Teraz nadchodzi czas artystycznej praktyki i systematycznej penetracji. Czas Gry. Czas stworzyć galerię, zaprosić partnerów. Zakręcić publicznie obrazem, byśmy sobie uzmysłowili, że nikt nie zna prawdy ostatecznej, a marzenie o niej jest posttotalitarną mrzonką. Także Gra nie jest prawdą ostateczną, jest abstrakcją, i właśnie dlatego ożywia i inspiruje.

25 czerwca 2010

PS.
Tak widzę jej rolę: Gra jest inspiracją, nie jest związana z materią, nie operuje w jej obrębie. Jest abstrakcją, czystym doświadczeniem tego, co pomiędzy, wzajemnych relacji. Dotyka jednak sfery użytkowej, gdyż oferuje sposób rozumienia otoczenia, prowadzenia rozmów. Ma wpływ na otoczenie, także to materialne, poprzez inspirujące doświadczenie spontanicznego porządku. Zdaje się więc być czystym artystycznym zdarzeniem, fabryką inspiracji.

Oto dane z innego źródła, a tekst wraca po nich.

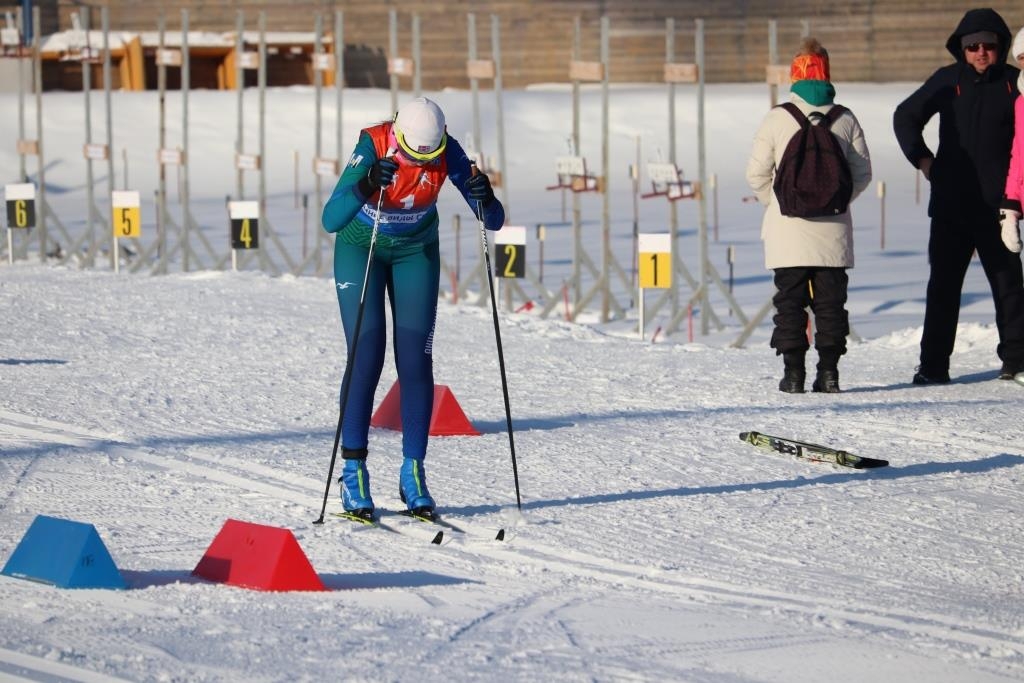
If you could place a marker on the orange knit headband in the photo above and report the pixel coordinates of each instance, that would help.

Zapraszam na nową stronę o Grze: http://www.gramozliwosci.art.pl/ . Jest wyposażona w lepszą nawigację, lepiej opracowana merytorycznie i technicznie. Będzie przegotowana do projekcji materiałów wideo. Słowem – krok do przodu. W ten sposób uwalniam się od bycia jedynie częścią Gry. Moja strona www.pukar.art.pl staje się już jedynie moją stroną. To szczególny moment, przyznaję, że mam tremę. Mając tyle lat zaczynać indywidualną karierę? Zdaje się jednak, że tu także panują prawa Gry, więc jakoś sobie poradzę.